Every once in a while, a day like today flies in the face of the cynic.
It blows up all the pounds of paperwork proving it’s not possible.
This day is a gift and it’s not even noon.
It’s called reunification, which is a lot of syllables packed into one word that means the court says it’s okay for a family to be together again. And that’s what happened at court.
I cried a little bit and tried to shield my eyes from all the legal people who claim detached objectivity. I try to claim it sometimes too, but I have a heart that likes to trot out on my sleeve on a regular basis (I am aware I may not be in the right profession). So, I cried a little bit when I saw parents reaching for tissues and looking at me with red-rimmed eyes.
I know it’s not the end. All my co-workers and any veterans of the public welfare system will tell you: it’s not over. And I get that. I know the road is long and the battle is intense, but today I got to say the word reunification and the six syllables will be on my tongue until 8:30 pm tonight when I finally drag myself home.
Now, to pray this reunified family into reconciled reunification with a forever family. That happy day would stretch for eternity!
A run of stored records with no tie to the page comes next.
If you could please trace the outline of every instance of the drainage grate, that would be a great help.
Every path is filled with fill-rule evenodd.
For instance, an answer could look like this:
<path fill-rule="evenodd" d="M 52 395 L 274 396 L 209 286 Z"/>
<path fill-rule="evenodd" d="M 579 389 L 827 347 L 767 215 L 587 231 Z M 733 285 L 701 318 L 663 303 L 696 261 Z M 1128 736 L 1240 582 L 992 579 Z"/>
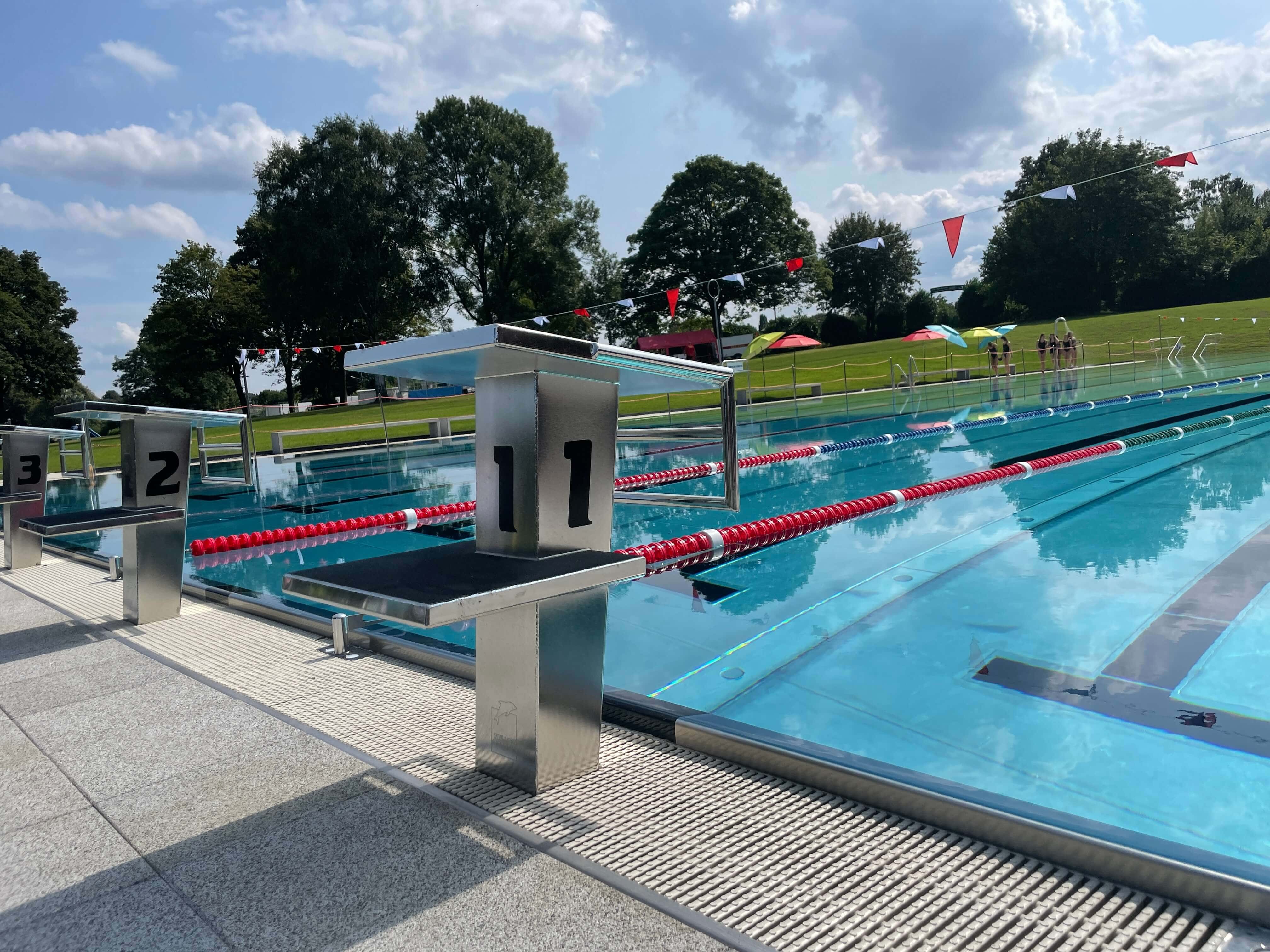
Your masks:
<path fill-rule="evenodd" d="M 1255 949 L 1238 924 L 611 724 L 601 769 L 532 797 L 474 764 L 470 682 L 218 605 L 119 625 L 46 555 L 4 581 L 777 949 Z M 1233 934 L 1232 934 L 1233 933 Z"/>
Today, I know that every good gift comes down from the Father of Lights and this good gift called reunification was authored by His sovereign hand. These tearful moments were in the mind of God before the world began. He is in this, even this and always this. There is not a moment that surprises Him, not one good or evil thing that prompts a plan B.
This good thing today is one of many millions of merciful good gifts that God will pour out.
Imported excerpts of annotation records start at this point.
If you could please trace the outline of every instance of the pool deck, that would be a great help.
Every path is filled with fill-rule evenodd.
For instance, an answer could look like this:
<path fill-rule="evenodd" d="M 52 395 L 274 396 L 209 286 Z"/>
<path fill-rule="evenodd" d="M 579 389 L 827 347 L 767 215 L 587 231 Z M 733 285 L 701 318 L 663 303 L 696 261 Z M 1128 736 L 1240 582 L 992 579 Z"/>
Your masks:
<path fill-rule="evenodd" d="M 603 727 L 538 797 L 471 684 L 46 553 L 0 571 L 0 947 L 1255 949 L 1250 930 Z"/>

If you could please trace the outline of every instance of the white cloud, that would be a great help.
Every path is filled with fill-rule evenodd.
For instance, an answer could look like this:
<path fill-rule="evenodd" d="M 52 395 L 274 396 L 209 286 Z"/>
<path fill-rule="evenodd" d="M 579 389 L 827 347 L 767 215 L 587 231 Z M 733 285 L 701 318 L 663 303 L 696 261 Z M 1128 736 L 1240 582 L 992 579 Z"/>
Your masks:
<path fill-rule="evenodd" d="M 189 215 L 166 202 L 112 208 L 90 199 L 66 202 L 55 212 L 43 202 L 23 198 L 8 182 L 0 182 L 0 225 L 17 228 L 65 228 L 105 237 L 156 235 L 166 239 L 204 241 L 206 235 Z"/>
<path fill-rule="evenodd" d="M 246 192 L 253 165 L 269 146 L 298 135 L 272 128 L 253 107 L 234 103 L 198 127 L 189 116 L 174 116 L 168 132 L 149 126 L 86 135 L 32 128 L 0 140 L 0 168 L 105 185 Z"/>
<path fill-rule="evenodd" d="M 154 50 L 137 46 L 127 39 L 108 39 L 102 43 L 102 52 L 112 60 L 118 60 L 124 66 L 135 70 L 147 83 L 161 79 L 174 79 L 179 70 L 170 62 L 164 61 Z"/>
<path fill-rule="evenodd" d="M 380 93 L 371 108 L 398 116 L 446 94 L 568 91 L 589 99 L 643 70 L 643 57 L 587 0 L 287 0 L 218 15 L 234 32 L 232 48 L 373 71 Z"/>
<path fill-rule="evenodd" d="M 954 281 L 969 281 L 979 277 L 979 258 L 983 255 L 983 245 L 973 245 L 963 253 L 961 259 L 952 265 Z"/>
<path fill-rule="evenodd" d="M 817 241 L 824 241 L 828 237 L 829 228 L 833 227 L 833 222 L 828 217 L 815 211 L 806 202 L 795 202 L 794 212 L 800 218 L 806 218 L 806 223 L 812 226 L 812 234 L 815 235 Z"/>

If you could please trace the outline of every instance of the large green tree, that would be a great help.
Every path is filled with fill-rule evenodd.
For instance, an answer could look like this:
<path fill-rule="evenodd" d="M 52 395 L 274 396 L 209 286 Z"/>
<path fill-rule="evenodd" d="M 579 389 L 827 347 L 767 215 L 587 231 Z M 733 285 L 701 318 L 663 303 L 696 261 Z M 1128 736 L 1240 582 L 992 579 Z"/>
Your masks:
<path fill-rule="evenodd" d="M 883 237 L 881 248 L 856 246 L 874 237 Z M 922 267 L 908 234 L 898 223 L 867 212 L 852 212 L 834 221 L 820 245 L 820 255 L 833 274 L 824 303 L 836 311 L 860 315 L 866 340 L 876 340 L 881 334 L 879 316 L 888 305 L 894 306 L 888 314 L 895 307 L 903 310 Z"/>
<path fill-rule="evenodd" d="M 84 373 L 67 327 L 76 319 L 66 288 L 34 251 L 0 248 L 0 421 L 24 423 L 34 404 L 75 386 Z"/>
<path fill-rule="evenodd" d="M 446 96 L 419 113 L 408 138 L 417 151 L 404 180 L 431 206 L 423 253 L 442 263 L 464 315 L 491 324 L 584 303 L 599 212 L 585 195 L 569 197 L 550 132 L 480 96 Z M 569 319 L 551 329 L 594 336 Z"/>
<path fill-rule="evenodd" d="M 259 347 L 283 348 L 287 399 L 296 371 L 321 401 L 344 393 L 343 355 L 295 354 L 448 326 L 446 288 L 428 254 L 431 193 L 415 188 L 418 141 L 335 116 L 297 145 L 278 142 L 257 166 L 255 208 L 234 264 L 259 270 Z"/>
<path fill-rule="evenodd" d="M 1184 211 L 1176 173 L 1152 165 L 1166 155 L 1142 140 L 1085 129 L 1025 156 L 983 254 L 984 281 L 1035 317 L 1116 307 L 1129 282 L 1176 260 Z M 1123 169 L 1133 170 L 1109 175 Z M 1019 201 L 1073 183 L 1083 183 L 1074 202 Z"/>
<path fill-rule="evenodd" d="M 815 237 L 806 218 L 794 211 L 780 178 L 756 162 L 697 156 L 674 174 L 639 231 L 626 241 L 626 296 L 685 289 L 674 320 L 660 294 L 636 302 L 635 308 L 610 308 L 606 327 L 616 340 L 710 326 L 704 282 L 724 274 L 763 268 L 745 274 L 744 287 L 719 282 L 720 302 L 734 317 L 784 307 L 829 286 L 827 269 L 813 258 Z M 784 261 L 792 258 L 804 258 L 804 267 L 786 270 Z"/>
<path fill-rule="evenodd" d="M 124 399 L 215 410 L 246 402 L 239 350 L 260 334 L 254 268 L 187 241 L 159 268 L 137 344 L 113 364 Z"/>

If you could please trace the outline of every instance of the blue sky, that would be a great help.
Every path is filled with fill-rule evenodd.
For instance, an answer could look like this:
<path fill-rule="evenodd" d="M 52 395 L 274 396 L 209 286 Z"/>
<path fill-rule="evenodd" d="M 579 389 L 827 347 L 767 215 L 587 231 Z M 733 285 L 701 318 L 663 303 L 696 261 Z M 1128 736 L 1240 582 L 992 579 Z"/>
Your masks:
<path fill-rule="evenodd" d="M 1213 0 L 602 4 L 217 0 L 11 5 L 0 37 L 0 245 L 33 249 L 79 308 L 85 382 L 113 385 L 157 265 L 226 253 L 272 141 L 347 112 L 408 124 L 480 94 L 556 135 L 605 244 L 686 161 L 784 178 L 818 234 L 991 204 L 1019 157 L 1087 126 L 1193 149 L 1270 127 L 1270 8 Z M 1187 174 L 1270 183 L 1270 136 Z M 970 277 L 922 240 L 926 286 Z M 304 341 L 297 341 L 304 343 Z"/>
Oh, this day can’t even contain them! We might feel ten raindrops in a downpour, but imagine the amount raindrops! Imagine that each raindrop is planned and counted, just like the hairs on our heads. Our Father knows all and showers down every good gift!
2 thoughts on “when pounds of paperwork are proven wrong”
One of my all time favorite moments of my job was with a family I worked with for several months. The dad in the family had worked so hard to step up and do everything he needed to do while the kid was at the shelter. The child discharged from the shelter to a foster home. I didn’t think I would ever know what happened. Six months later I saw the dad at Quiktrip. He told me that in a few hours his child would be completely reunified with him. I started weeping in Quiktrip and then we wept together and hugged. It was an unlikely place for a such a beautiful moment that I will always remember.
Kaci!! Thank you so much for sharing – this is the sweetest kind of encouragement. I’m so glad God gave you that gift of those moments in Quiktrip!